Kommentare / Comments:

  1.  
    1. Floh  

    Naaaajaaaa…
    Also die Bands sind ja bekanntlich Geschmackssache, aber es gibt da doch noch einige Kritikpunkte zum Artikel…
    Also zum einen haben wir den Zweck des Festivals durch Flyeraufsteller am Einlass und Bar sowie Spendendosen und Internet zur Genüge bekannt gemacht, denke ich. Zumal gerade Johnnie Rook auch sehr eifrig waren den Sinn des Abends mit Ansagen zu unterstreichen. Der alte Mann war übrigens kein alter Mann sondern der Chef der Björn-Schulz-Stiftung welcher sich auch als eben der zu erkennen gegeben hat.
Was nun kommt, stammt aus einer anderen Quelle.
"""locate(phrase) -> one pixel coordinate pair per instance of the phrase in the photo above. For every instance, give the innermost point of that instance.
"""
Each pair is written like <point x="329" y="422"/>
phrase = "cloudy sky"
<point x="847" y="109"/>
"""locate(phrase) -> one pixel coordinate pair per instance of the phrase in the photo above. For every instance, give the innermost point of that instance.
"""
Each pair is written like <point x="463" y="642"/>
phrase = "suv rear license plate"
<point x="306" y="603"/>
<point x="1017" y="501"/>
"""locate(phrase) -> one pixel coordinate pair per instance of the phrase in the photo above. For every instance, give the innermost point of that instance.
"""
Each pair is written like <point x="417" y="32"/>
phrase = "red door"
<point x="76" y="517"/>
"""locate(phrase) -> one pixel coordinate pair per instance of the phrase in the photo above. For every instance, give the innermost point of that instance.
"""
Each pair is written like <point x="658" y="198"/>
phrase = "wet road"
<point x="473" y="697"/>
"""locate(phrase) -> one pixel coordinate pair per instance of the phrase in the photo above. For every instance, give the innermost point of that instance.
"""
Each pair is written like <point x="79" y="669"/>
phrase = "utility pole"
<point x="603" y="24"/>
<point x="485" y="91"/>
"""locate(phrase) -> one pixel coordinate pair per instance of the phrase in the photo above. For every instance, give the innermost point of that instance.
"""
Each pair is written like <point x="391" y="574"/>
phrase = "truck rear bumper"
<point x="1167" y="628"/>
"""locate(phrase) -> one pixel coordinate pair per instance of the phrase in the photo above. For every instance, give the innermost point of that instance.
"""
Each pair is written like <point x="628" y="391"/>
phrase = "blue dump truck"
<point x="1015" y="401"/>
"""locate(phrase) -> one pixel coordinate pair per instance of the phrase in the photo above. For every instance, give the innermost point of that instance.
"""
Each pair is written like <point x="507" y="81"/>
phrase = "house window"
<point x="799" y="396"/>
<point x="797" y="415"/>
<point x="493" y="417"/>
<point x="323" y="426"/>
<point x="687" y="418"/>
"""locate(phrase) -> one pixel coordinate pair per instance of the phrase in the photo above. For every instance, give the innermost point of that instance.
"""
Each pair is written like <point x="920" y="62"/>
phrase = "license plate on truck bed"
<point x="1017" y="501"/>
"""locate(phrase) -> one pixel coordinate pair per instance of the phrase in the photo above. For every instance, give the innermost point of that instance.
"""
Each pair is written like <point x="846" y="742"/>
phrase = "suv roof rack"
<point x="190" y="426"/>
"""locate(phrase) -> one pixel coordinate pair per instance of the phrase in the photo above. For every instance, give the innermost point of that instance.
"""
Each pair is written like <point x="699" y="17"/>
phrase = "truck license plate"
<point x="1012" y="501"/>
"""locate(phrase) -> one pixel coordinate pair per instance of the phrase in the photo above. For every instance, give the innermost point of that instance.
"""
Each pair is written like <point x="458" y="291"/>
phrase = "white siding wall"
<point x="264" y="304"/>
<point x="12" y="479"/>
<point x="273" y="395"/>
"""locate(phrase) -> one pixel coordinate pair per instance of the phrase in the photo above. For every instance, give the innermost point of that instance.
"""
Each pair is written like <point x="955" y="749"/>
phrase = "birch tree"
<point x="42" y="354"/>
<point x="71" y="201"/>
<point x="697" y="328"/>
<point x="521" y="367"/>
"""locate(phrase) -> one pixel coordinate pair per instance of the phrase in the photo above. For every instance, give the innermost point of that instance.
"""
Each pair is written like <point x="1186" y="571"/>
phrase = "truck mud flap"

Und das die kiddies die zur Show kamen sich ernsthaft für das Thema interessieren…so naiv sind nichmal wir das zu glauben. Und für die die wirklich Interesse hatten gab es genug Anhaltspunkte, die anderen hatten ne schöne Show udn das ruhige Gewissen dass sie zumindest ein paar Euro fürn guten Zweck gespendet haben. Und dass dieses Benefizbewusstsein da war, das haben wir vom team in vielen persönlichen und belauschten gesprächen mitbekommen, waren ja die kompletten zwei Tage auch in der Halle unterwegs.
    Und der Raucherraum…tja, den find ich als Nichtraucher auch ganz udn gar nicht geil, aber der muss nunmal leider sein.
    Im Endeffekt, vorallem über beide Tage gesehen, war es ein sehr gutes Festival, wir konnten 4500€ spenden und hatten alle ne Menge Spaß. Von daher: Alles Richtig gemacht.